Wild ride for tire makers, retreaders

Like virtually everyone in the trucking industry, new tire makers and retreaders have felt the effects of the global recession. For them, however, a troubled economy has not been the only thing disrupting business as usual

Like virtually everyone in the trucking industry, new tire makers and retreaders have felt the effects of the global recession. For them, however, a troubled economy has not been the only thing disrupting business as usual.

“The whole tire industry has been on an 18-month rollercoaster ride, both new tires and retreads,” said Jay Hofner, general manager, Commercial Retread for The Goodyear Tire & Rubber Co. “Scarcity and price volatility have been big issues with both natural and synthetic rubber. Prices are going up, due in large part to the big growth in demand in other parts of the world. Some suppliers are starting to form an OPEC of sorts for natural rubber [the Association of Natural Rubber Producing Countries or ANRPC], just as there is for oil.”

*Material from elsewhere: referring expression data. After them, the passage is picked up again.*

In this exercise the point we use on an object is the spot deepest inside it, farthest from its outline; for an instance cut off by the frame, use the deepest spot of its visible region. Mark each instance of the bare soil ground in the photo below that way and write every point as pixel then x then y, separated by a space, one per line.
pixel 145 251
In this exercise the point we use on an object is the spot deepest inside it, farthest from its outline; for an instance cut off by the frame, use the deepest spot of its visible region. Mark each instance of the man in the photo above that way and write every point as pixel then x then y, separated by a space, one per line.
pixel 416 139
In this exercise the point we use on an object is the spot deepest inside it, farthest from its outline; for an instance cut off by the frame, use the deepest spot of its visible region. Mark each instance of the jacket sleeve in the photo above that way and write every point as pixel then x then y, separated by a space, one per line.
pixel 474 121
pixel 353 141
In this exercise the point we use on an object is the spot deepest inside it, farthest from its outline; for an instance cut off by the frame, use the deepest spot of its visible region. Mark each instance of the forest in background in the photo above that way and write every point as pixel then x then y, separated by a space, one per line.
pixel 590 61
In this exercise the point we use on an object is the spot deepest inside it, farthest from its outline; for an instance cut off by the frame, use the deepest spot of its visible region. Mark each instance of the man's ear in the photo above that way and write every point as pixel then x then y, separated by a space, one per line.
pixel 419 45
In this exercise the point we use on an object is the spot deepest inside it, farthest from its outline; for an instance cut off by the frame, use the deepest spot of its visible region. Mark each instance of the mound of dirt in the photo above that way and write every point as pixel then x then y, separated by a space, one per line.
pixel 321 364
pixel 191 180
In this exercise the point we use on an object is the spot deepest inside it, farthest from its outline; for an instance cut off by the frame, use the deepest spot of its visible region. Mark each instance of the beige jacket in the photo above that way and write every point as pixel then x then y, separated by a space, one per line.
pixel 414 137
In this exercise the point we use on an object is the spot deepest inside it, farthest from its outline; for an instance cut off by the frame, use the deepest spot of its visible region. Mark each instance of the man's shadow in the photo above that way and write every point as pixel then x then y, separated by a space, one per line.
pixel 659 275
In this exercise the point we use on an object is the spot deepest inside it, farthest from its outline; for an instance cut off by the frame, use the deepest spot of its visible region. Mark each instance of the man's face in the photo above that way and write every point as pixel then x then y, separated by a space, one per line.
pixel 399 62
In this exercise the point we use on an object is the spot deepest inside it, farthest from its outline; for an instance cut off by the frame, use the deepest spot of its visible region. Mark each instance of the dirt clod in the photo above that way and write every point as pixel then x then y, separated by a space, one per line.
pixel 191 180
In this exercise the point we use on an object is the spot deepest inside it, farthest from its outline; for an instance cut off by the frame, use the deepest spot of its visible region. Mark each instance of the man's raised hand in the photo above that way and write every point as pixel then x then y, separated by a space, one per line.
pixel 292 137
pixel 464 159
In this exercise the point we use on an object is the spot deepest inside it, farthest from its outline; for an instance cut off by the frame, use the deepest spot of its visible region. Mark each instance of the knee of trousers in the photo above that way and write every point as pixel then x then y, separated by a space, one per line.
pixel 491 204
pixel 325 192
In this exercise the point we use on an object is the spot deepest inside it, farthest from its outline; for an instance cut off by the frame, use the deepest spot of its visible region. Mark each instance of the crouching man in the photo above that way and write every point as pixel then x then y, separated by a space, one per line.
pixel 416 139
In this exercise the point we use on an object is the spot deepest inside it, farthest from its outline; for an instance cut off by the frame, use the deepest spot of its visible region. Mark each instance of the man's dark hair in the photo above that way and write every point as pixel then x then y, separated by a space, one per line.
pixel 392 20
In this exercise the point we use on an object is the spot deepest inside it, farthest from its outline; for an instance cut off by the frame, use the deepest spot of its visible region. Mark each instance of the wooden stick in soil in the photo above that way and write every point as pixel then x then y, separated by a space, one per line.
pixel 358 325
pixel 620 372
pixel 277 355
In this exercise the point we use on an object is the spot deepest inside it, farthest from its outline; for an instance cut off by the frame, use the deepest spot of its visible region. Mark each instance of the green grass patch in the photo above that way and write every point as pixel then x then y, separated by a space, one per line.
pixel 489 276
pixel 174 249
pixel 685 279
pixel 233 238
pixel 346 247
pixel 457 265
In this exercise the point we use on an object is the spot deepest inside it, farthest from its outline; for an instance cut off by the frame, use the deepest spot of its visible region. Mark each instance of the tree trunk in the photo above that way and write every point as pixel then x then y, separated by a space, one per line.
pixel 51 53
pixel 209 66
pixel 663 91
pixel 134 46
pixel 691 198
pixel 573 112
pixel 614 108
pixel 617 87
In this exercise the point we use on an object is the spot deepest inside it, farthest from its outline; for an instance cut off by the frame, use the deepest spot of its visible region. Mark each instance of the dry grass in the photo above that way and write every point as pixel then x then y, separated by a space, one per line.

Volatile crude oil prices have also impacted the cost of synthetic rubber, he added. “Fuel is a triple whammy for the tire industry,” Hofner said. “We use it to make tires and retreads; it takes fuel to deliver our products; and our customers are also having to spend more of their money for fuel.” Still, he is “definitely seeing a little stability return” to the market and hopes for improvements in the year-over-year numbers in 2010.

Tom Trego, channel manager, distribution for Bridgestone Bandag said they are also seeing rising materials costs. In fact, the company announced a price increase of up to 6% on its retread materials effective May 1, as well as similar increases for its Firestone and Dayton truck and bus radial tires. The rise was just the latest in a series of price increases on the part of most of the major tire and retread suppliers.

Like Hofner, however, Trego sees business improving. “Fleets seem right on the cusp about hiring new drivers and starting up equipment that has been parked,” he observed. “Business is beginning to pick up.”

Steady cost increases are inevitable in the short term, according to tire expert Kevin Rohlwing. He noted in his February 2010 Fleet Owner column that, although ANRPC reports that rubber tree plantings rose dramatically in 2005-2008 with the goal of stabilizing rubber supply in 2014, it will take six to seven years for those trees to become productive. As a result, between now and 2014 “fleets must be prepared for future price increases as unstable natural rubber production and crude oil costs continue to have a negative effect on the tire manufacturing and retread industries.” Climate change and political instability could also have disruptive market effects, Rohlwing predicts.

It is no wonder then that the demand for retreads has grown persistently over the years to allow fleets to get more life from the casings they already own vs. starting over again with a new tire every time. “To all of us, retreading is recycling,” said Trego. “Most of the largest fleets [do retreading] today and they would not do it if it weren’t safe and didn’t make good financial sense.”